Schematic drawing of BALT in distribution of lymphocyte subsets is shown as in BALT of children. Three main compartments are: (1) Central follicular vein with accumulation of B lymphocytes. (2) The parafollicular area with mainly T lymphocytes and specialized HEV and (3) the dome area with a specialized epithelium lacking goblet cells. Various efferent and afferent autonomic nerves are indicated. There are efferent lymph vessels that drain to the regional parabronchial lymph nodes (with permission by Pabst ¹⁹ ).

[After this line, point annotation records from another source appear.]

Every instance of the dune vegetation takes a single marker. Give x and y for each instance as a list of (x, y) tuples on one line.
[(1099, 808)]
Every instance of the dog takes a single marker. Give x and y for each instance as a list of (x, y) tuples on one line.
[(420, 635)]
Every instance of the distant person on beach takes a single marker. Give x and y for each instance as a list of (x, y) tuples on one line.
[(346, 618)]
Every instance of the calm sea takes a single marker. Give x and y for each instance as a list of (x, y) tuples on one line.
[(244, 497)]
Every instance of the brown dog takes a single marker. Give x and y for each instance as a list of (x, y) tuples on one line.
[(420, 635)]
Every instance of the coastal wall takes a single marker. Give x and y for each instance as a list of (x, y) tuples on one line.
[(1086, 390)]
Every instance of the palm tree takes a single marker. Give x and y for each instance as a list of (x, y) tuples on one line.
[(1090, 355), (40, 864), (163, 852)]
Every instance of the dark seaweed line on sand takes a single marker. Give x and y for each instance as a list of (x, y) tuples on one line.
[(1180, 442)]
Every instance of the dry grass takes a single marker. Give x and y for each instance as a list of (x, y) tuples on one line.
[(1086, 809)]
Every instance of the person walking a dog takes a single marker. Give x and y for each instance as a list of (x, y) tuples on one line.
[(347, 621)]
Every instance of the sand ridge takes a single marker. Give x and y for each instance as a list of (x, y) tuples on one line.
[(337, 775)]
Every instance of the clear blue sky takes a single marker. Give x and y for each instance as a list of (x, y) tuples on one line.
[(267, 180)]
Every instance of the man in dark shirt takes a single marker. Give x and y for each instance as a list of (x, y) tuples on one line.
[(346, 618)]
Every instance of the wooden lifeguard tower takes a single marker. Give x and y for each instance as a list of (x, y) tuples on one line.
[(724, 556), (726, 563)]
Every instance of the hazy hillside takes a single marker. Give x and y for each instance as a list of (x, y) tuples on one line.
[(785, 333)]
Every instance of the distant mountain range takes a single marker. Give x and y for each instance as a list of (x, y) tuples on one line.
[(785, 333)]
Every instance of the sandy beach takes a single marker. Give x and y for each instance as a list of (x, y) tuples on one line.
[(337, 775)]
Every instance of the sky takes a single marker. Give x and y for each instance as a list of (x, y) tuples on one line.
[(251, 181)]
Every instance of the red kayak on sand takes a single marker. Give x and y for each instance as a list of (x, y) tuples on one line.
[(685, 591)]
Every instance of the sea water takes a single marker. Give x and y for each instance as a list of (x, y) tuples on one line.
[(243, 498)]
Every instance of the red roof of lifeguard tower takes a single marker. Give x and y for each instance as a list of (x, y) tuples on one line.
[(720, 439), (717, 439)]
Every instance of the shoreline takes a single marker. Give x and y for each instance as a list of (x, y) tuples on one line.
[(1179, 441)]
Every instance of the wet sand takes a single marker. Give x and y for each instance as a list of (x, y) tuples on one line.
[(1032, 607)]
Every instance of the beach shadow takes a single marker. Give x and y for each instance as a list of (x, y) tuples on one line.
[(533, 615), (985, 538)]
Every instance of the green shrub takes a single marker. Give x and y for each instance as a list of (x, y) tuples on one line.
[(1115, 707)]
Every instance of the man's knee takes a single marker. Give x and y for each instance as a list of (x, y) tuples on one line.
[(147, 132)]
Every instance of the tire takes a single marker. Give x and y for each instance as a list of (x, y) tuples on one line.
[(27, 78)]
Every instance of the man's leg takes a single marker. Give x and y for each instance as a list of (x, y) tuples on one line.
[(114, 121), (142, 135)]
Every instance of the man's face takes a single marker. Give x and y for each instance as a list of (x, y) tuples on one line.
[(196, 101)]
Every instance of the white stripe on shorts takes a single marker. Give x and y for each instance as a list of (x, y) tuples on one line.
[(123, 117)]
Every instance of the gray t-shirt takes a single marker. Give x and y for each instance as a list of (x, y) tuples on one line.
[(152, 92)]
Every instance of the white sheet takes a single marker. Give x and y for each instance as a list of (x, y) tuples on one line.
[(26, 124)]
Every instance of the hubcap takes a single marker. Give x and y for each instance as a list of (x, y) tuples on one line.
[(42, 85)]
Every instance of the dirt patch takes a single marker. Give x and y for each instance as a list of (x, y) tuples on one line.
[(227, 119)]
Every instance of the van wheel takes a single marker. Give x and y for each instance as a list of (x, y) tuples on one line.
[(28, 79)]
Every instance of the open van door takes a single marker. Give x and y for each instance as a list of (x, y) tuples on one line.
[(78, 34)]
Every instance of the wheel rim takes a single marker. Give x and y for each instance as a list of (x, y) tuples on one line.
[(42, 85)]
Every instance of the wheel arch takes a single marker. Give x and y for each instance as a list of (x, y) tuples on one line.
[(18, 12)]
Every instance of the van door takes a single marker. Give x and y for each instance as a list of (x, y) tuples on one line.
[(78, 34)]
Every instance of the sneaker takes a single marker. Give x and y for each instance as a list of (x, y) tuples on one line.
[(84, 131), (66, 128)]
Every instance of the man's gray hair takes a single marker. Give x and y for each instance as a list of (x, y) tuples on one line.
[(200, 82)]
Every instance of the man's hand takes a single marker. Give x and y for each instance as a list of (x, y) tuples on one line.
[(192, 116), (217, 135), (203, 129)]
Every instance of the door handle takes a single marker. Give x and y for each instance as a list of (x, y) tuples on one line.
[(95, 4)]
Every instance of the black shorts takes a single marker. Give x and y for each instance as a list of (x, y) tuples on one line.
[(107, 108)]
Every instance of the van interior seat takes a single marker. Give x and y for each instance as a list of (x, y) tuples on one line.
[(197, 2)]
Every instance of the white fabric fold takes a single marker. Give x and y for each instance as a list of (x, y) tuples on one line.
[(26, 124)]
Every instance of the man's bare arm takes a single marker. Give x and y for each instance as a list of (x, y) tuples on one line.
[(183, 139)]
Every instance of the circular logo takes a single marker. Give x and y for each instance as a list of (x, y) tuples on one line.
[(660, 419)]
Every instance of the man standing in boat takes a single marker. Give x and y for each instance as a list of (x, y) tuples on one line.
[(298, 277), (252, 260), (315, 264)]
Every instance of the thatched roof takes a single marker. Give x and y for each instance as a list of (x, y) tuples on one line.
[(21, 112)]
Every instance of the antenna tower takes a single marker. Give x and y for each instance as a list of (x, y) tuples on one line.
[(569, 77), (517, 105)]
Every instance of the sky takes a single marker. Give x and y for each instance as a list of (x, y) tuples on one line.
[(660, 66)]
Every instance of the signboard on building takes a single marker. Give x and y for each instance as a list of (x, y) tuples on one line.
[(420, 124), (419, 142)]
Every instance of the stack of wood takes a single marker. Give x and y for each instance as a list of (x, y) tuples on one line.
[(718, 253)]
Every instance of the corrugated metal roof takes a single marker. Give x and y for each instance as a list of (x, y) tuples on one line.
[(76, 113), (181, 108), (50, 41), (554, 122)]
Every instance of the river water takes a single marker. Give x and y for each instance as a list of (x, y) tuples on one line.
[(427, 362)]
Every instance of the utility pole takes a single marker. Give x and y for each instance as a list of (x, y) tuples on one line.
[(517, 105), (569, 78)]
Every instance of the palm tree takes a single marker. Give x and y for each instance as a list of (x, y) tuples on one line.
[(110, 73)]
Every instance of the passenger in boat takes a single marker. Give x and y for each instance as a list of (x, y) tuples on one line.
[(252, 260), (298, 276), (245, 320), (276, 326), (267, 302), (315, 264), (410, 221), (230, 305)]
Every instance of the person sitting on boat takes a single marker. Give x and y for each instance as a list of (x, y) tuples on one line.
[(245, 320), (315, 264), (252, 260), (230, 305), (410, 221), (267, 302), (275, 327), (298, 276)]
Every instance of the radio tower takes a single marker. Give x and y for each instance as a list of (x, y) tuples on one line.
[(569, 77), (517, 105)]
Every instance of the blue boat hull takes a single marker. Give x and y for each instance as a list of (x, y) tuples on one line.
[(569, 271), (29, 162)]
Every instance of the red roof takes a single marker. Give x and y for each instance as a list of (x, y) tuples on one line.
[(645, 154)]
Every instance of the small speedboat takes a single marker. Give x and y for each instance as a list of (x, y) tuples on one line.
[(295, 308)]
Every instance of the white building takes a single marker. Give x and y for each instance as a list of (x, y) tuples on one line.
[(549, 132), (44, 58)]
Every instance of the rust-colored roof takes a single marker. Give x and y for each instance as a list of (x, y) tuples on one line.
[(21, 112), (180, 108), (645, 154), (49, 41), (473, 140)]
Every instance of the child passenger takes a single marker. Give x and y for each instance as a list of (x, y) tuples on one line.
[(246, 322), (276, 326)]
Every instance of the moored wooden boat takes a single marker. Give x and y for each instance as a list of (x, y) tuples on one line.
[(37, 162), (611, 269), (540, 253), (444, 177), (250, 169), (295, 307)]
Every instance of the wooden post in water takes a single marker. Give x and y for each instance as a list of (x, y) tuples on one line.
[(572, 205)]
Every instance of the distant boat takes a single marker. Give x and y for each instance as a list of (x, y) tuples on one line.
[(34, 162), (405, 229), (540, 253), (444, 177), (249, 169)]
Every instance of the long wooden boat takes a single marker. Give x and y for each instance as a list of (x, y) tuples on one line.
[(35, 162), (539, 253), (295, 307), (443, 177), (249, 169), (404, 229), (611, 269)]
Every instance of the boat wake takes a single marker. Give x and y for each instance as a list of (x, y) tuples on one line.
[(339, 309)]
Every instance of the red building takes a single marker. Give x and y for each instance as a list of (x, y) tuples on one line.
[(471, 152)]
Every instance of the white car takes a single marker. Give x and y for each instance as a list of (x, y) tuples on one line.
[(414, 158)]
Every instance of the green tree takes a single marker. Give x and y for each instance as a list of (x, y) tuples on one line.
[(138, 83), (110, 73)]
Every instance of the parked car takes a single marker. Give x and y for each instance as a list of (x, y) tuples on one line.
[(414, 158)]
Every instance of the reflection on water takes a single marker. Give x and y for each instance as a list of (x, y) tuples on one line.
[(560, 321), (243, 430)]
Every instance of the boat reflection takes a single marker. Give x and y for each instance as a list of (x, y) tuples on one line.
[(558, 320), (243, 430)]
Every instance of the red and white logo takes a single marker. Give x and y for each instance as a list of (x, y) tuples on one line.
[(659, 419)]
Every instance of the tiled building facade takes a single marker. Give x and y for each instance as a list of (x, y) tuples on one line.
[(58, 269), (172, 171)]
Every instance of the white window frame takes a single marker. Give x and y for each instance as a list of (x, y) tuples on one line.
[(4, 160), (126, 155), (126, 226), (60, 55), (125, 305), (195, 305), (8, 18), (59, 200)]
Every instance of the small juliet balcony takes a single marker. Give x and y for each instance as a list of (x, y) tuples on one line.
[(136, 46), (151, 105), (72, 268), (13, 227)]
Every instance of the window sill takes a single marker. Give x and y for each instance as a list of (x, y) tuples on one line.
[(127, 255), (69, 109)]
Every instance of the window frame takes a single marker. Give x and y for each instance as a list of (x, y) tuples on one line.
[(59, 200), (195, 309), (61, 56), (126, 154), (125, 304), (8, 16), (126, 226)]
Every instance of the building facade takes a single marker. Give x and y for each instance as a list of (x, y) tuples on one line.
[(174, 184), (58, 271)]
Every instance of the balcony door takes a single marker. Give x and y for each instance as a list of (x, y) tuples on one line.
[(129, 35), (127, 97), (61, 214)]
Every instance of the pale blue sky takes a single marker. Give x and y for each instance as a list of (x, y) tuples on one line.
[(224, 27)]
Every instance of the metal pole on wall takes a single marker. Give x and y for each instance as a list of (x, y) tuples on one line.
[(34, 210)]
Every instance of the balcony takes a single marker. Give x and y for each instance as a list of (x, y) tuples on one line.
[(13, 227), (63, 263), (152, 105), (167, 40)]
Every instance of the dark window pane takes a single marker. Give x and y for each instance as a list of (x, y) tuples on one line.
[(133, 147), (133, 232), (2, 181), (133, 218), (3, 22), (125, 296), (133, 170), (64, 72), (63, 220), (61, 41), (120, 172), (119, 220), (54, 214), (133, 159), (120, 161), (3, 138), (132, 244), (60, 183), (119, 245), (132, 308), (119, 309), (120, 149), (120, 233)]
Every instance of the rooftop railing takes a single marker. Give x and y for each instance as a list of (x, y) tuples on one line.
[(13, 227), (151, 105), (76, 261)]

In this study, we hypothesize a clinical evidence between the preceded severe SARS-CoV2-infection and the formation of the nodular lymphoid hyperplasia with the initial formation of a low-grade MALT lymphoma. The recently described SARS-CoV2-related systemic vascular inflammation and endothelial dysfunction^17,18 is likely to contribute to this prolonged pulmonary inflammation by a recruitment of perivascular and peribronchial inducible BALT tissue ¹⁹ accompanied by vascular alterations and the formation of intussusceptive angiogenesis. It has been demonstrated that angiogenesis and lymph angiogenesis play a pivotal role in the formation of blood tissue. The dynamics of flow and shear forces within HEV in newly formed blood vessels have been shown to be instrumental in the recruitment of new lymphocytes and their subsequent self-organization.^20,21 It is evident that several questions have yet to be answered, including the nature of the cells that initiate the BALT anlagen, the contribution of epithelial-derived mediators and local DC networks, the role of T follicular helper cells in iBALT formation and function, and the mechanisms by which Tregs control iBALT organogenesis. ²² The efficient priming of T cell responses directed against unrelated airborne antigens is a crucial process that requires dendritic cells for its sustained presence. ²³

Conclusions

Further clinical investigations are needed to elucidate the role of viral and bacterial infections in the formation of BALT tissue and the involvement in the lymphomatous transformation of iBALT.